USA Today, under the headline "Immigration Bill Not Dead Yet, Backers Say," calls the vote a "potentially fatal setback," and the Los Angeles Times notes Reid "left open the possibility that lawmakers could still reach a decision on immigration legislation," even as he "called on Bush to do more to help." The Washington Times was less equivocal, however, announcing that "the immigration 'grand bargain' imploded," while The Politico titled its report "Immigration Dead." USA Today runs a second story under the headline, "Immigration Vote Stuns Senate Supporters," in which it casts doubt on the future of the bill, and Dana Milbank, in his Washington Post column, says the cloture motion "took a lopsided beating -- and so, at least for now, did any prospect of closure on immigration." Meanwhile, the Wall Street Journal reports the legislation "stumbled badly," and notes "no timetable was given for trying to revive the legislation."

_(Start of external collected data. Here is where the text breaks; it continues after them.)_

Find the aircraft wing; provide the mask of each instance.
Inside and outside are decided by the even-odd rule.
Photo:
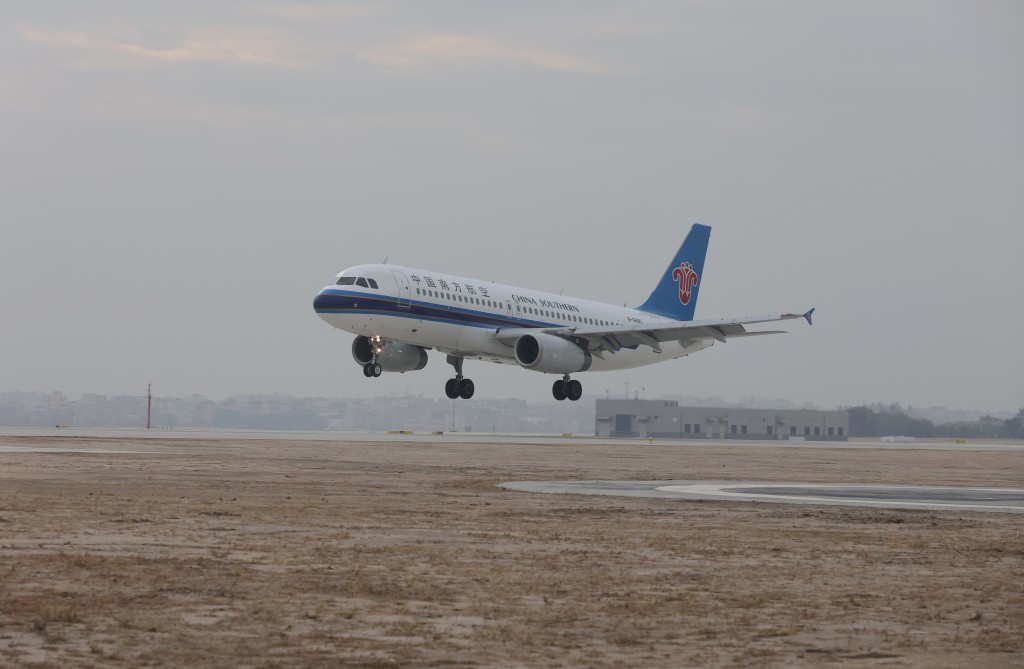
[[[772,316],[749,316],[744,318],[724,318],[707,321],[669,321],[667,323],[633,325],[633,326],[583,326],[583,327],[549,327],[549,328],[501,328],[495,333],[498,341],[512,345],[524,334],[557,335],[571,339],[591,352],[608,351],[614,353],[621,348],[650,346],[661,353],[661,342],[683,340],[699,341],[713,339],[725,343],[733,337],[756,337],[759,335],[785,334],[785,330],[757,330],[748,332],[747,325],[774,323],[803,318],[811,323],[814,309],[804,314],[778,314]]]

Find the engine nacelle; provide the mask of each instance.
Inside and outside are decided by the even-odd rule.
[[[380,344],[377,364],[385,372],[415,372],[427,366],[427,351],[415,344],[387,341]],[[360,365],[373,362],[373,342],[367,337],[352,341],[352,357]]]
[[[516,362],[526,369],[545,374],[572,374],[590,369],[590,353],[551,334],[524,334],[516,340]]]

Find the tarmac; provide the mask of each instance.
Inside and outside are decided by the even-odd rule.
[[[770,481],[511,481],[534,493],[1024,513],[1024,489]]]
[[[369,443],[481,443],[578,444],[581,440],[602,444],[622,444],[631,447],[645,443],[659,446],[713,445],[716,448],[816,448],[816,449],[880,449],[880,450],[942,450],[942,451],[1021,451],[1024,443],[985,443],[953,441],[748,441],[748,440],[672,440],[652,441],[638,439],[607,439],[592,435],[552,434],[491,434],[491,433],[411,433],[411,432],[336,432],[336,431],[246,431],[246,430],[144,430],[144,429],[83,429],[83,428],[0,428],[0,436],[7,437],[78,437],[83,439],[109,439],[106,448],[94,448],[86,443],[82,447],[40,448],[31,444],[0,446],[4,453],[91,453],[106,455],[157,454],[157,451],[117,449],[120,443],[141,445],[146,440],[183,439],[257,439],[292,441],[336,441]],[[121,440],[124,440],[123,442]],[[140,443],[141,442],[141,443]],[[151,441],[156,445],[156,441]],[[115,446],[115,448],[109,448]],[[166,451],[161,451],[167,454]],[[786,504],[845,505],[889,509],[930,509],[946,511],[988,511],[1024,513],[1024,489],[1021,488],[967,488],[936,486],[875,485],[869,482],[826,484],[783,481],[714,481],[714,480],[660,480],[660,481],[510,481],[502,487],[532,493],[562,493],[580,495],[612,495],[619,497],[658,497],[681,500],[725,500]]]
[[[409,431],[284,431],[284,430],[213,430],[213,429],[153,429],[144,428],[38,428],[3,427],[2,437],[82,437],[98,439],[259,439],[288,441],[343,441],[343,442],[413,442],[413,443],[458,443],[475,444],[536,444],[566,443],[578,444],[581,440],[601,444],[637,446],[657,444],[715,445],[762,448],[826,448],[826,449],[882,449],[882,450],[940,450],[940,451],[1024,451],[1024,442],[975,442],[956,443],[951,440],[918,440],[914,442],[883,442],[874,440],[853,441],[803,441],[803,440],[743,440],[743,439],[619,439],[595,437],[592,434],[548,434],[548,433],[493,433],[493,432],[409,432]]]

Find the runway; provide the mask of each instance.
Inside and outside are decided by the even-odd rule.
[[[511,481],[522,492],[1024,513],[1024,489],[766,481]]]
[[[40,448],[36,446],[0,446],[0,453],[91,453],[99,455],[157,454],[158,451],[115,451],[107,448]],[[166,455],[166,452],[160,452]]]
[[[337,441],[337,442],[387,442],[387,443],[474,443],[474,444],[579,444],[581,442],[612,444],[618,446],[704,446],[728,448],[785,448],[785,449],[878,449],[893,451],[1024,451],[1024,442],[1002,441],[981,442],[968,441],[958,444],[953,441],[916,441],[912,443],[883,442],[875,440],[853,441],[764,441],[742,439],[618,439],[595,437],[592,434],[549,433],[492,433],[492,432],[407,432],[398,434],[388,431],[278,431],[278,430],[214,430],[214,429],[176,429],[146,430],[141,428],[0,428],[0,437],[78,437],[86,439],[235,439],[235,440],[272,440],[272,441]]]

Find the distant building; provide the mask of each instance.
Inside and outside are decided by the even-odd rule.
[[[599,437],[846,441],[845,411],[709,409],[670,400],[597,400]]]

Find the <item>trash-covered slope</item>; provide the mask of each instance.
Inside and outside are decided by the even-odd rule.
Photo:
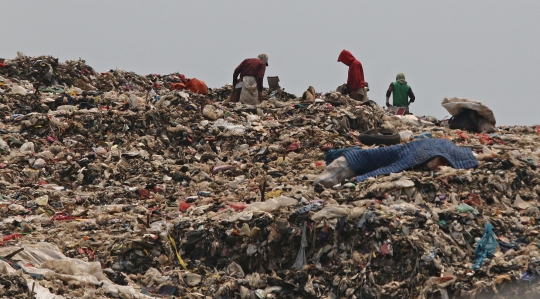
[[[471,134],[335,92],[223,106],[229,86],[171,91],[180,74],[1,63],[4,298],[538,295],[536,128]],[[376,125],[480,165],[313,186]]]

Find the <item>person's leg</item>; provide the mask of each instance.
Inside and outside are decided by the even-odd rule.
[[[364,89],[353,91],[349,94],[351,99],[362,102],[364,100]]]
[[[240,101],[240,93],[242,92],[242,88],[235,88],[234,89],[234,95],[233,95],[233,99],[232,99],[232,102],[233,103],[237,103]]]
[[[240,92],[242,91],[242,88],[235,88],[233,89],[232,93],[231,93],[231,96],[229,96],[228,99],[226,99],[225,101],[223,101],[223,104],[227,104],[227,103],[236,103],[238,101],[240,101]]]
[[[363,102],[364,101],[364,89],[360,88],[356,93],[358,94],[358,100],[360,102]]]

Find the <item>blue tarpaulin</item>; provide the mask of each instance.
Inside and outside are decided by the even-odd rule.
[[[447,139],[420,139],[418,141],[373,149],[349,149],[342,152],[361,182],[369,177],[386,175],[410,169],[443,157],[454,168],[473,168],[478,160],[470,148],[459,147]],[[334,159],[338,158],[334,157]]]

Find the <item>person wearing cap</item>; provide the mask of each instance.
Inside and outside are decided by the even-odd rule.
[[[349,75],[347,77],[347,92],[349,96],[354,100],[363,101],[365,82],[362,64],[347,50],[341,51],[338,62],[342,62],[349,67]]]
[[[409,105],[414,102],[415,96],[412,88],[405,81],[405,75],[399,73],[396,76],[396,81],[390,83],[388,90],[386,91],[386,106],[390,107],[390,94],[392,96],[392,106],[407,107],[406,113],[409,112]],[[410,100],[409,100],[410,98]]]
[[[257,58],[242,61],[233,73],[233,92],[223,102],[242,101],[246,104],[259,104],[263,101],[263,79],[268,66],[268,55],[259,54]]]

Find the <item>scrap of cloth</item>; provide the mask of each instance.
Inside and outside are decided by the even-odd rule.
[[[478,166],[472,149],[456,146],[447,139],[421,139],[389,147],[351,150],[343,153],[356,173],[356,181],[387,175],[424,164],[435,157],[443,157],[453,168]]]

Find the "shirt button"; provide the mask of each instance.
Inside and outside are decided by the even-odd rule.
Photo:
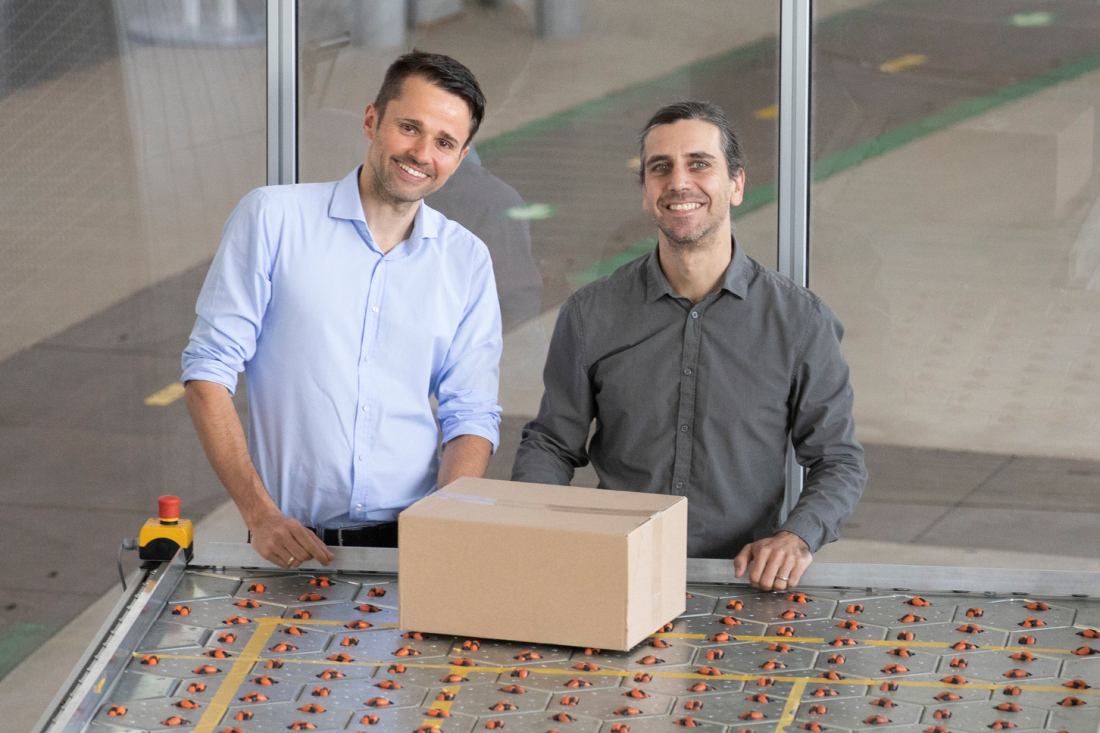
[[[363,508],[363,505],[362,505],[362,504],[356,504],[356,505],[355,505],[355,508],[356,508],[356,509],[362,509],[362,508]]]
[[[684,488],[684,482],[683,481],[677,481],[676,482],[676,488],[678,488],[678,489]]]
[[[363,405],[363,412],[370,412],[370,407]]]
[[[698,311],[692,311],[692,312],[691,312],[691,317],[692,317],[692,318],[698,318],[698,317],[699,317],[699,313],[698,313]]]
[[[362,453],[359,454],[359,460],[360,461],[363,460],[363,454]]]
[[[378,312],[378,306],[374,306],[373,308],[371,308],[371,310],[374,311],[375,313],[377,313]]]
[[[688,431],[688,426],[687,425],[681,425],[680,426],[680,432],[681,433],[686,433],[687,431]],[[359,456],[359,457],[362,458],[362,456]]]
[[[685,369],[684,374],[686,374],[690,377],[691,376],[691,370],[690,369]]]

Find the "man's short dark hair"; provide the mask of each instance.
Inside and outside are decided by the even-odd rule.
[[[745,159],[741,152],[741,141],[737,139],[737,132],[726,119],[722,108],[712,102],[676,102],[657,110],[657,113],[649,118],[642,134],[638,136],[638,145],[641,150],[639,160],[642,162],[640,179],[643,182],[645,181],[645,139],[649,136],[650,130],[658,125],[671,125],[680,120],[702,120],[717,127],[722,134],[722,149],[726,153],[726,167],[729,169],[730,178],[737,175],[737,171],[744,170]]]
[[[469,144],[485,116],[485,95],[481,93],[472,71],[441,53],[413,49],[390,64],[390,68],[386,69],[386,78],[382,80],[382,88],[374,100],[378,118],[381,119],[386,113],[386,105],[401,95],[405,80],[410,76],[422,76],[466,102],[470,108],[470,136],[466,138],[466,144]]]

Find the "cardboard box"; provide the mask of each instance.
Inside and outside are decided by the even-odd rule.
[[[628,650],[684,612],[682,496],[463,478],[398,522],[403,629]]]

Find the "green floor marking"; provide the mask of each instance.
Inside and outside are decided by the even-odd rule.
[[[501,216],[519,221],[538,221],[549,219],[556,213],[558,213],[558,207],[553,204],[524,204],[505,209]]]
[[[19,666],[38,647],[53,636],[52,626],[44,624],[12,624],[8,633],[0,637],[0,679]]]
[[[1054,23],[1054,13],[1016,13],[1008,19],[1010,25],[1018,28],[1043,28]]]

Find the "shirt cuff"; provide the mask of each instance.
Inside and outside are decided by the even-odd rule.
[[[777,531],[798,535],[810,546],[810,552],[817,552],[825,544],[825,530],[821,522],[808,514],[792,514]]]
[[[499,419],[478,420],[476,422],[463,420],[443,428],[444,443],[448,443],[460,435],[477,435],[485,438],[493,444],[493,453],[496,453],[497,448],[500,447],[500,421]]]
[[[232,397],[237,392],[237,379],[239,376],[234,369],[220,361],[201,359],[187,365],[183,370],[183,376],[180,377],[180,382],[185,385],[194,380],[214,382],[228,389],[229,395]]]

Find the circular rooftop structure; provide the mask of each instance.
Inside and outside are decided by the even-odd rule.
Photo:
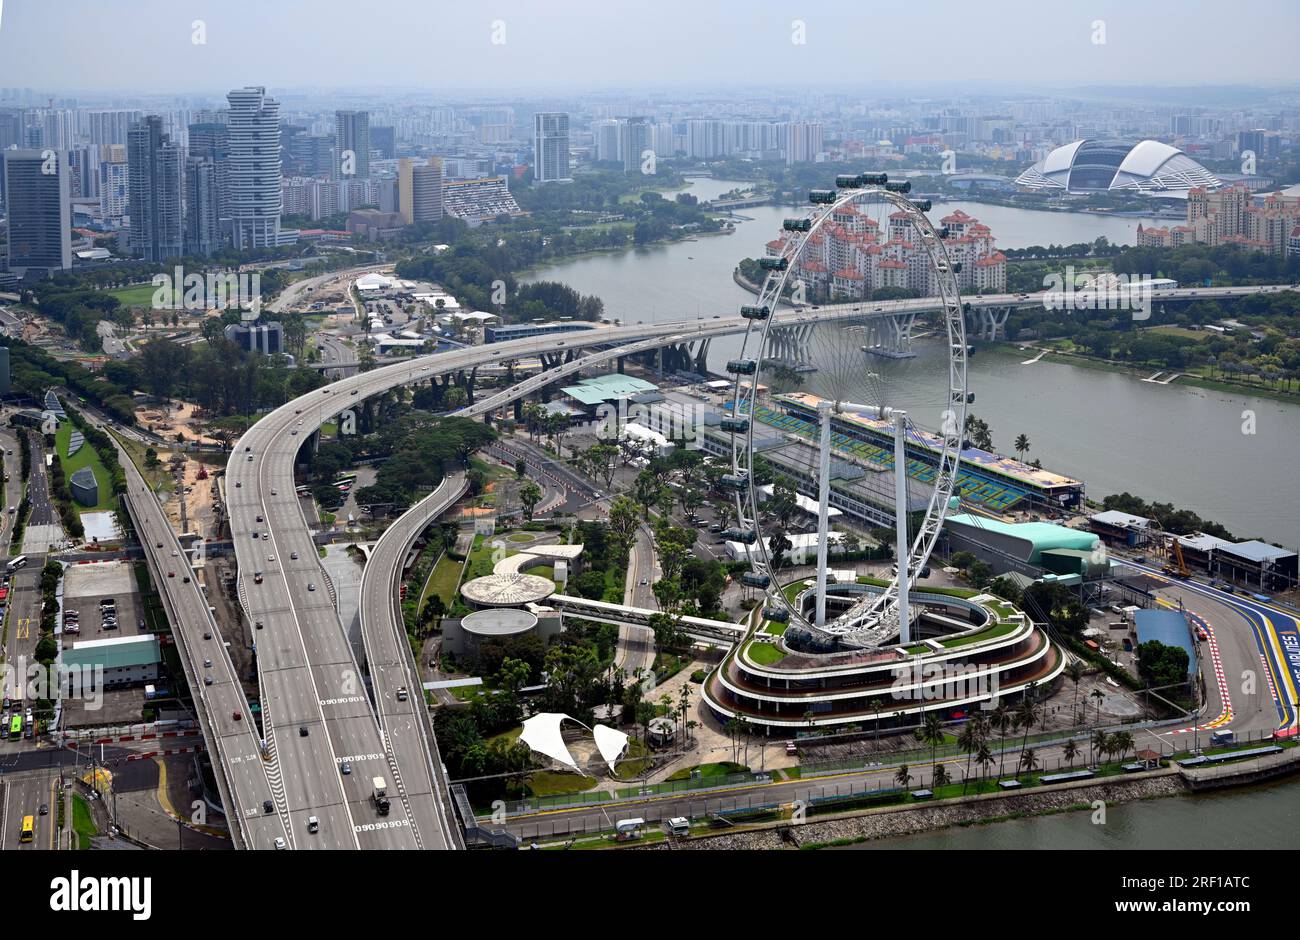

Curiously, the apparent collapse of the immigration deal comes 24 hour after most press reports predicted the worst was over for the bill in the Senate and suggested the real challenge to the immigration measure would come in the House. Such assessments appeared in yesterday's Washington Post, The Hill, New York Times and Los Angeles Times, among others.
Why Did The Bill Fail? NBC Nightly News said that in both parties, "you've got the extremes on the left and right trying to kill the entire bill rather than accept provisions they detest." The Washington Post says "the collapse of comprehensive immigration revision in the Senate last night represents a political defeat for" Bush, Sen. John McCain and Sen. Edward M. Kennedy, "the bill's most prominent sponsors. More significantly, it represents a scathing indictment of the political culture of Washington."
The Washington Times offers a different interpretation, reporting that "an immigration alliance with Democratic Sen. Edward M. Kennedy of Massachusetts is damaging" Sens. McCain and Graham "among conservative Republicans. The damage to the two Republican senators caused by their support for Mr. Kennedy's immigration bill...is especially clear in Mr. Graham's home state, scene of an early presidential primary next year."
Fox Poll: Only 34% Back Senate Bill Fox News Channel Special Report, meanwhile, reported, "The latest Fox News/Opinion Dynamics poll shows 58% support enforcement of existing laws. Only 34% back an overhaul of immigration laws along the lines of the Senate compromise."